Олег с Татьяной поднялись по металлической лесенке в надстройку. Прошли мимо капитанской рубки. И Миров краем глаза заглянул туда — задрав ноги, капитан парома лежал на лежанке. Отдыхал. Видимо, сейчас они день и ночь мотаются между Керчью и портом «Кавказ».

Снова грохот. Заработал двигатель. Дрожь пронзила огромный тяжелый корпус парома.

Короткие гудки.

И крымский берег начал удаляться. Ширилась полоса серо-стальной воды. В проливе их настигли чайки. Крикливые, большие птицы парили рядом с идущим судном. Иногда бросались вниз, в бурун, который оставляли за собой винты. Но чаще кидались за крошками и кусочками булок и хлеба, которые бросали пассажиры.

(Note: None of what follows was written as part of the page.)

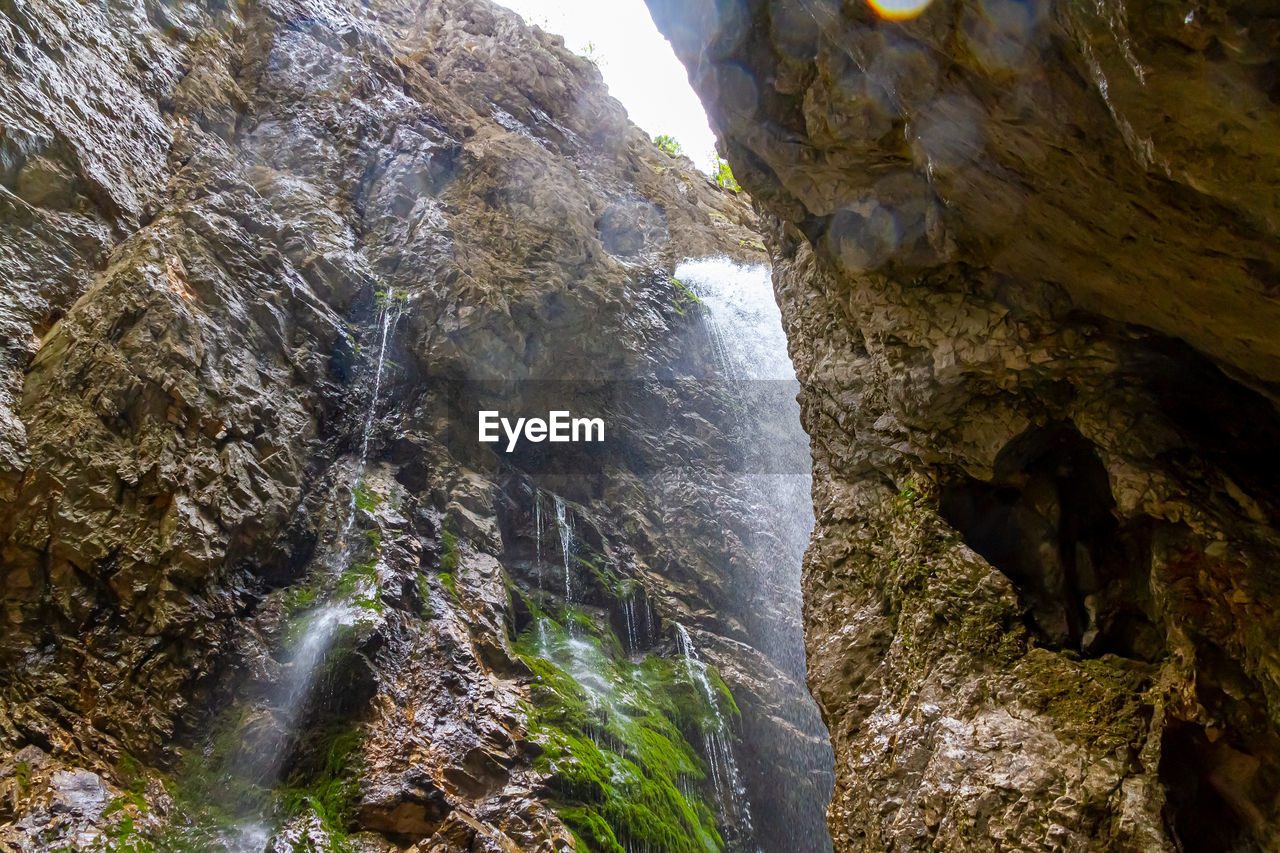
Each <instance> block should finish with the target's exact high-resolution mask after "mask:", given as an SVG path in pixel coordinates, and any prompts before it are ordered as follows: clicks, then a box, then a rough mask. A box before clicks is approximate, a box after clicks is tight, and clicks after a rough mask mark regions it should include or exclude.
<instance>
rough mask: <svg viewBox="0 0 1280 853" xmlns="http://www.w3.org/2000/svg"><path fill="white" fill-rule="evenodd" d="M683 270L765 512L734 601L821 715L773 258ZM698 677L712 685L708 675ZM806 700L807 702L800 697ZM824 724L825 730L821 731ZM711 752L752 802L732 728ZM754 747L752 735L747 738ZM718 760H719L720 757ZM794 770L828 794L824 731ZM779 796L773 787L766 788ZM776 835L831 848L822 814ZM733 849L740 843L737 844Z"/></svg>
mask: <svg viewBox="0 0 1280 853" xmlns="http://www.w3.org/2000/svg"><path fill="white" fill-rule="evenodd" d="M675 274H676V278H677V279H680V280H681V283H684V284H685V287H687V288H689V289H691V291H692V292H694V295H695V296H696V297H698V298H699V301H700V304H701V305H700V311H699V314H700V319H701V321H703V327H704V329H705V333H707V346H708V350H709V355H710V359H712V362H713V365H714V366H716V370H717V374H718V379H719V380H721V382H723V383H724V386H726V389H727V391H728V392H731V393H728V394H727V397H730V398H732V400H735V401H736V403H737V410H739V411H741V412H742V415H744V416H742V418H740V419H739V420H740V423H739V424H736V427H735V428H736V432H737V435H736V443H737V444H739V450H740V451H741V456H742V460H744V462H742V465H744V466H742V467H741V470H740V471H739V473H737V474H736V475H727V479H728V480H730V482H731V483H732V484H733V488H735V489H736V494H737V497H739V498H740V500H741V501H744V502H746V503H748V507H749V511H750V512H751V515H753V517H755V519H756V520H758V523H756V525H755V530H754V532H753V533H751V535H750V537H748V539H746V542H745V544H746V546H748V549H749V552H750V561H749V562H750V565H749V566H745V567H744V569H742V570H741V571H740V573H739V574H737V575H736V576H735V578H733V583H735V593H736V597H737V598H739V602H737V606H739V607H740V608H741V611H742V612H744V613H745V615H746V621H748V630H749V631H750V635H751V642H753V644H754V646H755V647H756V648H758V649H759V651H760V652H763V653H764V654H767V656H768V657H769V658H771V660H773V661H774V662H777V663H778V665H780V666H781V669H782V670H783V671H785V672H786V674H787V675H788V676H790V678H791V679H792V681H794V685H795V686H794V690H795V695H796V703H795V707H794V708H790V710H785V711H782V712H783V713H787V715H788V719H790V720H791V721H792V722H794V724H795V725H796V726H797V727H800V729H805V727H806V726H813V725H814V724H815V721H817V720H818V712H817V707H813V704H812V703H813V701H812V698H810V697H809V694H808V690H806V689H805V652H804V630H803V625H801V608H803V599H801V592H800V566H801V562H803V558H804V552H805V548H808V546H809V535H810V533H812V532H813V497H812V478H810V457H809V439H808V437H806V435H805V433H804V430H803V429H801V425H800V406H799V403H797V402H796V394H797V392H799V391H800V386H799V382H796V375H795V368H794V365H792V364H791V359H790V355H788V351H787V338H786V333H785V332H783V325H782V314H781V311H780V310H778V305H777V301H776V298H774V295H773V282H772V272H771V269H769V268H768V266H764V265H759V266H742V265H739V264H735V263H732V261H730V260H727V259H704V260H694V261H685V263H682V264H680V265H678V266H677V268H676V272H675ZM677 635H678V637H680V640H681V644H682V648H681V652H682V653H684V654H685V656H686V662H689V663H690V666H691V667H694V669H692V670H691V671H690V674H691V678H696V672H695V671H694V670H696V666H694V663H692V661H695V660H696V656H695V654H694V649H692V646H691V644H690V643H689V637H687V633H686V631H685V630H684V629H680V630H677ZM701 681H703V683H700V686H701V688H704V689H705V688H707V686H708V685H707V684H705V675H704V679H703V680H701ZM801 703H809V707H808V708H805V707H803V704H801ZM823 734H824V733H823ZM707 748H708V760H709V761H712V765H713V774H716V776H717V777H716V779H714V781H716V783H717V785H721V786H723V788H722V789H721V788H718V793H726V794H731V800H732V802H733V803H737V804H740V807H741V804H742V803H745V799H746V798H745V795H742V797H739V795H737V793H736V792H737V786H739V785H740V784H741V780H737V779H735V777H733V772H736V771H735V768H736V763H733V758H735V757H733V752H732V740H731V739H730V738H728V730H727V727H726V729H722V730H718V731H714V733H712V736H709V742H708V744H707ZM741 748H742V749H746V751H750V749H753V744H751V743H749V742H748V743H744V744H741ZM717 763H719V767H717V766H716V765H717ZM795 763H796V767H797V771H799V772H801V774H803V777H805V779H808V780H810V781H812V784H813V786H814V790H813V794H812V795H813V798H814V799H817V800H819V802H820V800H822V799H823V798H826V797H829V788H827V786H826V785H829V783H823V781H822V780H823V779H827V780H829V779H832V772H833V771H832V765H833V756H832V753H831V747H829V743H828V742H827V740H826V738H822V739H820V740H819V739H815V740H814V742H813V745H812V751H810V748H805V752H804V753H803V754H796V756H795ZM759 794H760V795H762V797H776V795H777V794H776V792H759ZM771 829H772V830H773V833H772V834H773V836H774V838H778V836H790V844H791V845H792V847H794V849H797V850H805V853H820V852H823V850H831V849H832V843H831V838H829V834H828V831H827V826H826V822H824V821H822V820H820V816H812V817H810V818H809V820H805V821H797V822H796V824H795V825H792V826H788V827H786V829H785V830H782V831H778V827H777V826H772V827H771ZM730 849H735V852H736V850H737V849H739V848H733V847H732V845H731V848H730Z"/></svg>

Татьяна тоже достала из сумочки булочку. Отломила кусочек. И держала в руке, выжидая удобного момента, чтобы покормить птиц. Легкий шарф трепетал на ветру. Лицо ее выражало спокойствие и умиление этим утром, восходящим солнцем, чайками, недалеким путешествием по воде. Наконец она бросила свой ломтик. И белая огромная чайка спикировала за ним, подхватывая хлеб на лету у самой воды.

В этот миг вышедший на палубу Андрюха удивленно произнес:

— Е-мое! Радуга! Смотрите, радуга!

Татьяна и Олег удивленно подняли глаза и увидели, что над проливом с одного берега на другой цветным коромыслом легла радуга — уперлась концами в Кубань и Крым. Они залюбовались ею. И Мирову даже пришло на ум: радуга — это дорога в рай.

Паром уже прошел половину пути. Затерялся где-то вдали крымский берег. Впереди виднелись железные баки элеватора порта «Кавказ». В этот момент Олег еще раз оглянулся в сторону радуги. Но ее уже не было.

Над гладью пролива белым миражом повис новый мост.

Миров разглядел величественную ажурную арку, под которой медленно-медленно прошел черно-белый огромный, как айсберг, океанский лайнер. Изумленный, он тихо сказал Татьяне:

— Взгляни туда! У меня видение!

Она посмотрела. И ахнула.

— Это же Крымский мост!..

 

Журнальный вариант. Окончание. Начало в № 6.

1 Костница (синоним лат. слова оссуарий) — место или же здание для хранения скелетированных останков.

2 Гiднiсть — достоинство (укр.).

3 Перемога — победа (укр.).

4 О Януковиче.

5 Суржик — разговорная смесь русского и украинского языков.

6 «Украина превыше всего» (укр.).

7 Внимание! Внимание! Внимание! (укр.)

8 Щирый — подлинный, настоящий.

9 Державна автомобiльна iнспекцiя, ДАИ — государственная автоинспекция (укр.).

10 Слово «гарем» пришло в русский язык через французский из арабского «харам» — «запретный, недоступный».

11 Пентагон — неофициальное название здания Верховного Совета Автономной Республики Крым в Симферополе.

 


Александр Алексеевич Лапин родился в 1952 году в станице Прохладной Кабардино-Балкарской АССР. Окончил факультет журналистики Казахского государственного университета. Работал журналистом в Казахстане. С 1986 го­да — в «Комсомольской правде», где прошел путь от корреспондента до 1-го заместителя генерального директора. Председатель совета директоров издательства «Евразия-пресс-ХХI век». Автор многих книг прозы, публицистики. Лауреат ряда литературных премий, а также премии Правительства РФ в сфере СМИ. Член Союза писателей России. Живет в Воронеже.